YOU
MIGHT BE A REDNECK CROSSDRESSER IF...
- You go to family reunions to meet guys.
- You wear a dress that's strapless and a
bra that ain't.
- You wear combat boots with a minidress.
- You wear jeans with a belt buckle that's
bigger than your fist.
- You have a Ford F150 pick-up truck, with
a gun rack, a Dale Earnhardt license plate frame, and a Confederate flag on the tailgate,
next to the bumper sticker that says "I sell Avon Skin-So-Soft."
- You try to wax your legs with Turtle Wax.
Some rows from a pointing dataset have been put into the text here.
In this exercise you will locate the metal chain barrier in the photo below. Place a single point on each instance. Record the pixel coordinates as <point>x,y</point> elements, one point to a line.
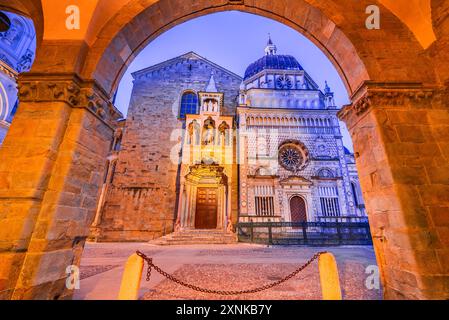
<point>172,278</point>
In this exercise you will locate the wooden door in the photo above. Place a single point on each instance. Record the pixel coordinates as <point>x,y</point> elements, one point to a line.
<point>206,209</point>
<point>298,209</point>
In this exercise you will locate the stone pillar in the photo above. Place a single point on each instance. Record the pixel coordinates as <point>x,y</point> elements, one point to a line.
<point>51,168</point>
<point>401,138</point>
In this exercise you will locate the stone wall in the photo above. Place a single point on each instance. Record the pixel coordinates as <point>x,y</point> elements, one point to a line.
<point>142,201</point>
- You braid the hair that sticks through
your fishnet stockings.
- Wear a black John Deere baseball cap with
pearls.
- You use glitter to highlight your
mustache.
- You wear tube tops with your mini,
because it shows off your Harley-Davidson tattoo.
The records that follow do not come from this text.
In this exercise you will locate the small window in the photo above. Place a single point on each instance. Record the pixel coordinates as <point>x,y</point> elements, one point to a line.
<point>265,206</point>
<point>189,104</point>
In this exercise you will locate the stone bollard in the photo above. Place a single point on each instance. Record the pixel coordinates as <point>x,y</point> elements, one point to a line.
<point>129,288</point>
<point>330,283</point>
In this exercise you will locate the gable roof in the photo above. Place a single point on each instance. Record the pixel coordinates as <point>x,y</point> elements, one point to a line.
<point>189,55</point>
- Your favorite band ring came off a cigar.
- You keep spare ammo in your bra.
- You get a run in your stockings while
changing a tire on your motorhome.
- Your purse is a toolbox.
- You pluck your eyebrows with a pair of
needle nosed pliers.
- You store your lipsticks in a
socket-wrench box.
- You use duct tape to keep your
"tuck" in place.
- You call your vanity "your work
bench."
- You use a pocketknife to sharpen your lip
and eye liners.
- "Doing your nails" means
sorting the ten-pennies from the sixteen-pennies.
- Your favorite leather skirt was made from
the moose you shot last Fall.
- Your new sandals are made from truck tire
re-treads your found on the road.
- You keep a spare lipstick in your
toolbox.
- You wear a pair of C-clamps as screw-on
earrings.
- Your best silver necklace is made from
beer can pull-tabs.
- Your nail enamel is made by Rustoleum.
-. You use paint thinner to remove your
makeup.
- Your moisturizer says "non-detergent
SAE 10W30" on the container.
- You remove your leg hair with duct tape.